For CDS to be acceptable and implemented by clinicians and organisations, it must fit with the real-world workflow and must present a solution to a perceived need.5 27 All primary testers identified ways GPACSS added such value and fit and noted ways GPACSS filled multiple needs in their diagnostic workflow. Workflow fit was highest among primary testers but opportunities for workflow fit were described by all testers. GPACSS was also noted as acceptable for implementation by all testers regardless of individual issues identified and suggestions for technical improvements.
Limitations
To facilitate user testing of GPACSS in the context of clinical workflow prior to full integration and implementation, simulations of the real-world were required. Because this study used the Logica EHR simulation, benefits or drawbacks of GPACSS in a production EHR could not be directly observed. Also, full annotations for the causal variants were not included in the variant table for the simulated patients limiting full assessment of the value of the DDSS in variant interpretation. This impacted the understanding of the ‘severity score’ by all testers, as the annotation information that would have been provided for a real patient was not included for the simulated cases. Finally, the generic cTAKES NLP using the UMLS concepts found only 20 of the 30 (67%) pertinent positive concepts within the test cases that a paediatric neurologist (MMS) identified manually. This was sufficient for GPACSS to generate the correct differential diagnosis for user testing, as further enrichment of the generic NLP to improve detection and avoid false positives was out of scope for this preliminary user testing.29 Subsequent automated search for UMLS terms for flagging and addition of a separate stage of text search enrichment for terms missed by the NLP such as ‘tall’ improved NLP yield to 30 of 30 (100%).

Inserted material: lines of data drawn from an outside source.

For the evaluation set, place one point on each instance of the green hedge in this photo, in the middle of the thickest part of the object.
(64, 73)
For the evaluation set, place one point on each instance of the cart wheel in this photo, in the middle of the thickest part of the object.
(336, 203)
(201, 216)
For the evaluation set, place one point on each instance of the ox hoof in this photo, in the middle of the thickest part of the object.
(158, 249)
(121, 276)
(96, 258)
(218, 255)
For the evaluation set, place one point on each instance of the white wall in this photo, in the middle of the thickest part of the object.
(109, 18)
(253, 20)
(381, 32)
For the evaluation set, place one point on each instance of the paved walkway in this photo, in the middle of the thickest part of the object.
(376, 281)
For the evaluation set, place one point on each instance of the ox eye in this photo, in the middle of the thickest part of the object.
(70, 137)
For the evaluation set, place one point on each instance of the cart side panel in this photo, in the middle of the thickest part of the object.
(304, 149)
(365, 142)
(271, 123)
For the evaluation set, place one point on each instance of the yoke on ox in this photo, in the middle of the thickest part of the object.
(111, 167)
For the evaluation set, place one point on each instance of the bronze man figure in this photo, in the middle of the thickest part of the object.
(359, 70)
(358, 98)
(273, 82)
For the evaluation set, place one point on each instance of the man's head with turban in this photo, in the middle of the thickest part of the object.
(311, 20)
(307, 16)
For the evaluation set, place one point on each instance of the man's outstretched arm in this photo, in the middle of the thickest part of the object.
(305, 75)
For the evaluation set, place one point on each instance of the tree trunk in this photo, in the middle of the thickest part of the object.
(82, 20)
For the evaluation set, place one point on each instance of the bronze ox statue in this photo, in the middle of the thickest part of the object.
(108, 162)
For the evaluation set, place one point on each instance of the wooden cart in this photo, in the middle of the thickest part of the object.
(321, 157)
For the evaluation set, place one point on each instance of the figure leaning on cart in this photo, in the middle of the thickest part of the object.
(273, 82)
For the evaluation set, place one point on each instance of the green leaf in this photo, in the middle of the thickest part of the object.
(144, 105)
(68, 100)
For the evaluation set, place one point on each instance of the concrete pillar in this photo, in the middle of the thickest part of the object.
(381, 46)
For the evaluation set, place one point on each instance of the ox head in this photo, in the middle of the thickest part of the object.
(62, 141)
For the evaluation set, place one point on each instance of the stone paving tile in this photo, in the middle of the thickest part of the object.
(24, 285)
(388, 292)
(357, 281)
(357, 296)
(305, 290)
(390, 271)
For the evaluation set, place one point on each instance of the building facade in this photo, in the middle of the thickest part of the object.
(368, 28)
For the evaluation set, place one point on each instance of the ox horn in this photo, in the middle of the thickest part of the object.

This simulated EHR and user testing were a necessary first step and provide data to guide implementation of GPACSS. NLP improvements and additional beta testing within an actual EHR, in real-world clinical workflows, with real patient results and in real-world clinical workflows will be necessary to fully assess individual user-level and organisational-level facilitators and barriers to use, implementation and impact on clinical care. Such studies are currently in progress.
Conclusions
This study provides preliminary evidence for the usability, workflow fit, acceptability and implementation potential of a DDSS that includes machine-assisted chart review. Overall, responses suggest the GPACSS prototype is usable based on technical CDS and human-centred design criteria, addresses perceived clinical need, and has good fit within the real-world clinical workflow of genetic testing and diagnosis. Further development is needed to improve usability for multiple clinical stakeholders and organisational implementation.